Помните кочегара Бакланова из «Цусимы», человека, будто сложенного из двух людей? Таков и механик Боровский: чуть выше среднего роста, с торсом — что ствол баобаба и руками борца-тяжеловеса. Когда Николай Семенович набирал номер телефона, за это зрелище нужно было платить деньги: диск он вертел не указательным пальцем, а кончиком мизинца. Как и на СП-15, ходил Николай Семеныч в сорокаградусный мороз — грудь нараспашку. «Выдумали — морозы… Жарко!» — работал непрерывно, времени вечно не хватало. От двух бутылок пива, которые я привез ему в подарок, он отмахнулся: «Отдай кому-нибудь, чего я буду себя растравлять, мне ящик нужен».

На меня Боровский был в обиде. Эта поучительная история стоит того, чтобы о ней рассказать подробнее.

В свое время на меня произвел большое впечатление драматический эпизод из жизни восточников: Василий Сидоров с четырьмя товарищами, и среди них Боровский, были доставлены на Восток для расконсервации станции, и после того как самолет улетел, обнаружили, что дизеля разморожены: станция осталась без тепла и источника энергии для радиосвязи. Тогда пришлось из двух дизелей собирать один и запускать его вручную — работа непосильная для только что прибывших на Восток людей, где требуется многодневная акклиматизация.
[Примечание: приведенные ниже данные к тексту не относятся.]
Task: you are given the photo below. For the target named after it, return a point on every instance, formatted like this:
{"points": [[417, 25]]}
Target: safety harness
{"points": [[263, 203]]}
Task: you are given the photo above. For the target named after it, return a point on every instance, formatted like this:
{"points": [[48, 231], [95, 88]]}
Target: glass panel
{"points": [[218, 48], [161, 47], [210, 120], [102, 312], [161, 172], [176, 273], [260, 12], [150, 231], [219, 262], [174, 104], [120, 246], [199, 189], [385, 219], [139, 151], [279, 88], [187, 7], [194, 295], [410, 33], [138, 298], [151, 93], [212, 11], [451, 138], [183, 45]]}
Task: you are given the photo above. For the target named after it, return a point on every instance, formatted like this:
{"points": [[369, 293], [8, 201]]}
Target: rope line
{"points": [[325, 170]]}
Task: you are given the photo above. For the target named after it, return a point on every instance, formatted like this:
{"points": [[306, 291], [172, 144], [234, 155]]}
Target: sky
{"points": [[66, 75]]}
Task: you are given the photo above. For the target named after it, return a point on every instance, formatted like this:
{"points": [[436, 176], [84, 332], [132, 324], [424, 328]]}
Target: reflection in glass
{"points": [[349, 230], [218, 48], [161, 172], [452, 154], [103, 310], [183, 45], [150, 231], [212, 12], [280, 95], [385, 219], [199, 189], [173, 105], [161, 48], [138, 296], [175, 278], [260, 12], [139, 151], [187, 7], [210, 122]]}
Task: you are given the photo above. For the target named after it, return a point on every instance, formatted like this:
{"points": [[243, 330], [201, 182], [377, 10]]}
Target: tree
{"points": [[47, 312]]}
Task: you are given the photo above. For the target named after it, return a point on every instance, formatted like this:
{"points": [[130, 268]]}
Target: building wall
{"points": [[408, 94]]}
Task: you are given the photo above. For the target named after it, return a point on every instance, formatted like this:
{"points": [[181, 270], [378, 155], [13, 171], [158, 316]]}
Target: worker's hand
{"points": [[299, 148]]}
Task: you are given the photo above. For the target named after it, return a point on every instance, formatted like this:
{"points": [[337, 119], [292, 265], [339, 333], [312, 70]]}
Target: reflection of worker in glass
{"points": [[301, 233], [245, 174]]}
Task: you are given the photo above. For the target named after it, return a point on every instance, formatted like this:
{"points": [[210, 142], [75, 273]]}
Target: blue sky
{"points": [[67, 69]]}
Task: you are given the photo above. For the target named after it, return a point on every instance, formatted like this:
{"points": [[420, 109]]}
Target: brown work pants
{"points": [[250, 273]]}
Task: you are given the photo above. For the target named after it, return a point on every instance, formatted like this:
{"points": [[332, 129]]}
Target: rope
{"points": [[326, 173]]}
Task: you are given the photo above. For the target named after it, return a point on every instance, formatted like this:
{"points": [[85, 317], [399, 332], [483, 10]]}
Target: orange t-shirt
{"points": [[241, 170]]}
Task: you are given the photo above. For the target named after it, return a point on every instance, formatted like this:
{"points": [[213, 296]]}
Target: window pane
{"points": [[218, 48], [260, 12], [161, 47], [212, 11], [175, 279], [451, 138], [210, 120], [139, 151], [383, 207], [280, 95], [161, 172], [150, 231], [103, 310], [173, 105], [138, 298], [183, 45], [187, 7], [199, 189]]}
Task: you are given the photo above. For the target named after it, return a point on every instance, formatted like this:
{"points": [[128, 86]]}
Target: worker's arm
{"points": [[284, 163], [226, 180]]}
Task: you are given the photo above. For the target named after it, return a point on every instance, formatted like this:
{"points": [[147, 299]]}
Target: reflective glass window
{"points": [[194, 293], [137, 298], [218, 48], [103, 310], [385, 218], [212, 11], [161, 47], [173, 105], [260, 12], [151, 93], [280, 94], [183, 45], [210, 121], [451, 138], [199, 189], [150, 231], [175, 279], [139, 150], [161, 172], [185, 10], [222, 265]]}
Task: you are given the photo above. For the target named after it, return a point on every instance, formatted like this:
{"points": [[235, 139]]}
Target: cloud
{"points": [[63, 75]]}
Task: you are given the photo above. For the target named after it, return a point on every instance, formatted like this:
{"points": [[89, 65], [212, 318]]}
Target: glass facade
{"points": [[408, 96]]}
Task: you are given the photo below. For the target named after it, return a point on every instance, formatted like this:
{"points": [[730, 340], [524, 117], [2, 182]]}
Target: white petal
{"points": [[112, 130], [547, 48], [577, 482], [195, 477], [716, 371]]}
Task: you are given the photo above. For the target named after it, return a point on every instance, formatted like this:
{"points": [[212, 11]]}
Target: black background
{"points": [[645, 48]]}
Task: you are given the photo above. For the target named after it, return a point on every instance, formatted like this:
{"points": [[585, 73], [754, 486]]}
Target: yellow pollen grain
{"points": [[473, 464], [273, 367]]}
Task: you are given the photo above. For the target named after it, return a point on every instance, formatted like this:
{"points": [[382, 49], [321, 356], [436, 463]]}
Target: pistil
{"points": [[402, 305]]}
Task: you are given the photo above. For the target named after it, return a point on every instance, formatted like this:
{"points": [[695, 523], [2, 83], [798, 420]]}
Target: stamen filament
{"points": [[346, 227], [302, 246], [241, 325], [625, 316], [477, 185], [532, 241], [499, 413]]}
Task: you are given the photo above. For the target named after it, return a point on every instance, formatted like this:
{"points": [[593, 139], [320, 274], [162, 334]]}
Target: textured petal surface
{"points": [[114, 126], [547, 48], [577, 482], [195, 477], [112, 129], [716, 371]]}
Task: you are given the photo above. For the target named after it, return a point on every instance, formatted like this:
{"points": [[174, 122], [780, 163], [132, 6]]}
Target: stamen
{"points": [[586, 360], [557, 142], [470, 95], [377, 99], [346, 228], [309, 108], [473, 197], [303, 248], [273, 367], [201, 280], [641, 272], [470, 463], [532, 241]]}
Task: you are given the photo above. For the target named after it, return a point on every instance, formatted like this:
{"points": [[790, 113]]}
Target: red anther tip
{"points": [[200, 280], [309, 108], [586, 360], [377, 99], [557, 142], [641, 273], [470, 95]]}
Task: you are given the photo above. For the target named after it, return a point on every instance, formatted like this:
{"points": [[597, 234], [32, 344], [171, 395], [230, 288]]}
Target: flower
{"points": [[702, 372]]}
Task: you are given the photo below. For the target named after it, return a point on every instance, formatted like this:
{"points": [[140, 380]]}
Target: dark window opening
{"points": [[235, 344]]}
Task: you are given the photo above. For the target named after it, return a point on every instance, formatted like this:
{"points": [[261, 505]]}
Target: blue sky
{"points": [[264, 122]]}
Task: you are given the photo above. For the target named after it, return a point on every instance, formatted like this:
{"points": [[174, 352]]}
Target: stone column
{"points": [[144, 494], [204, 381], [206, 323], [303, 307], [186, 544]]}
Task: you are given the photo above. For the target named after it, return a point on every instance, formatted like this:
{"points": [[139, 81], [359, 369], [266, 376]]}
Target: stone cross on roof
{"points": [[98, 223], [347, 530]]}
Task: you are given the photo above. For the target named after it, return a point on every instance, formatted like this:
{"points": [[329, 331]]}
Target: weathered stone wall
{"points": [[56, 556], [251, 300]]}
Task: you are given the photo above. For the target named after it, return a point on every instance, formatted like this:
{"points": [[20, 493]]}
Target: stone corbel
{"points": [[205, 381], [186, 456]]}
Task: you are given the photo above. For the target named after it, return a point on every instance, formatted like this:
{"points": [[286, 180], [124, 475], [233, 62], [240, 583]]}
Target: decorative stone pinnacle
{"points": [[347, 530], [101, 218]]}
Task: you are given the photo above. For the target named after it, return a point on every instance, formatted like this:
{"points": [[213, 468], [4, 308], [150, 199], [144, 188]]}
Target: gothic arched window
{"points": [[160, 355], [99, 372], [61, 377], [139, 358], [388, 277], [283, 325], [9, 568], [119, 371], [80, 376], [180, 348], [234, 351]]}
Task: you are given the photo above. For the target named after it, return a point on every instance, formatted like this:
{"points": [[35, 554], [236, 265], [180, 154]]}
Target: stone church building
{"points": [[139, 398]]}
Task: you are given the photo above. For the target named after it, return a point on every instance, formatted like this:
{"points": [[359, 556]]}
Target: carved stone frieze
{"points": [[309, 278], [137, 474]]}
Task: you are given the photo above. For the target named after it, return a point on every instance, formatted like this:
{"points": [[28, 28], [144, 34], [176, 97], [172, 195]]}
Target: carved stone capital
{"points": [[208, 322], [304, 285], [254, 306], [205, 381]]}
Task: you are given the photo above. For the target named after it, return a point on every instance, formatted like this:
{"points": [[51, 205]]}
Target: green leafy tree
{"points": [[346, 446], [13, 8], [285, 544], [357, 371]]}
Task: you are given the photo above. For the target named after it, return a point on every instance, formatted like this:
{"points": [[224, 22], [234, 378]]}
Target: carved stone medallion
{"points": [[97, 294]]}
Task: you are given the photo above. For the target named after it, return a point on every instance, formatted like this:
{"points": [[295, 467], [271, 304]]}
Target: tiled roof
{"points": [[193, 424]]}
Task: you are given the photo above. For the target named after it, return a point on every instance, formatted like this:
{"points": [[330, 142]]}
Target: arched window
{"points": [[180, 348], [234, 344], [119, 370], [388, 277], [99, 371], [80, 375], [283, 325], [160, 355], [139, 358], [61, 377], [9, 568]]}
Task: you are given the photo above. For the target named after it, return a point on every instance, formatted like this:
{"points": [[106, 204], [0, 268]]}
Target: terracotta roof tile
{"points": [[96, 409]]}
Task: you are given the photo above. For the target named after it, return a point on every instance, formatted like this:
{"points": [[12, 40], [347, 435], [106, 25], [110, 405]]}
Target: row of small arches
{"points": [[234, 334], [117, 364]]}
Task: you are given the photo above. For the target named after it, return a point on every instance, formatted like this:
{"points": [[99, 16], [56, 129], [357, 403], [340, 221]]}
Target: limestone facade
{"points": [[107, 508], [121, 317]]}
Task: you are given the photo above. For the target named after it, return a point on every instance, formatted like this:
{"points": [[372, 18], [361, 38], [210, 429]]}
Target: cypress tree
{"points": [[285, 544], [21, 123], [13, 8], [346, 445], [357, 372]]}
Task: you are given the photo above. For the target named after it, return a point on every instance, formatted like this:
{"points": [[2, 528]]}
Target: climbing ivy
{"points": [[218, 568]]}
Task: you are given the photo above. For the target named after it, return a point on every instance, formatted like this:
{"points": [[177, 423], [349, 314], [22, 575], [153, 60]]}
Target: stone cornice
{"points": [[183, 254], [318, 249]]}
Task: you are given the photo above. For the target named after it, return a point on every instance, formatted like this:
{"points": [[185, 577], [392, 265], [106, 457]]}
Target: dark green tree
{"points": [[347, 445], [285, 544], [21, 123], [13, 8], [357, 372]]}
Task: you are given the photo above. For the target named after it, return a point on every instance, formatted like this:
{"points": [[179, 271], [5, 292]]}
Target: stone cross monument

И кто знает, как закончилась бы эта история, если бы Боровский с его богатырской силой не раскрутил дизель…

Историю эту, с подлинными фамилиями первой пятерки, я рассказал в «Новичке» на нескольких страницах, а потом на документальной основе написал повесть «В ловушке», где и события, и биографии персонажей были в значительной мере плодом воображения автора.

Вот тут-то я сам попал в ловушку: в интересах сюжета один из двух механиков у меня был изображен фигурой не слишком положительной, а ведь добрая сотня полярников доподлинно знала, что в действительности такого в первой пятерке не было! И многие стали гадать: кого Санин изобразил под фамилией Дугин? И кто-то из «доброжелателей» убедил Боровского, что, наверное, его. Это Боровского, главного наряду с Василием Сидоровым героя расконсервации Востока! Тщетно я доказывал Николаю Семенычу, что повесть не документальная и автор имеет право на вымысел; «Нет, Маркович, в „Новичке“ ты написал правду, а здесь из меня сделал какого-то Женьку Дугина».

Из записной книжки: «Все-таки богатыри — народ снисходительный и добродушный, Николай Семеныч оттаял. Вечером мы с Пигузовым пришли к нему на чай, разговор сначала зашел о Востоке, потом о. критических ситуациях на дрейфующих станциях. Я припомнил рассказ Сидорова о пожаре на СП-13, а Боровский добавил одну забавную подробность: когда загорелся жилой балок, из радиорубки выскочил полураздетый радист Павел Сорокин и выплеснул в огонь воду… из кружки. У Пигузова тоже оказалась в запасе смешная история из его полярной юности. Впрочем, тогда, уточнил он, ему меньше всего на свете хотелось смеяться, потому что банька на станции вспыхнула в ту минуту, когда он только-только намылился. Сложил руки, вспоминал Пигузов и, как пингвин, прыгнул в окно, пробив круглое отверстие…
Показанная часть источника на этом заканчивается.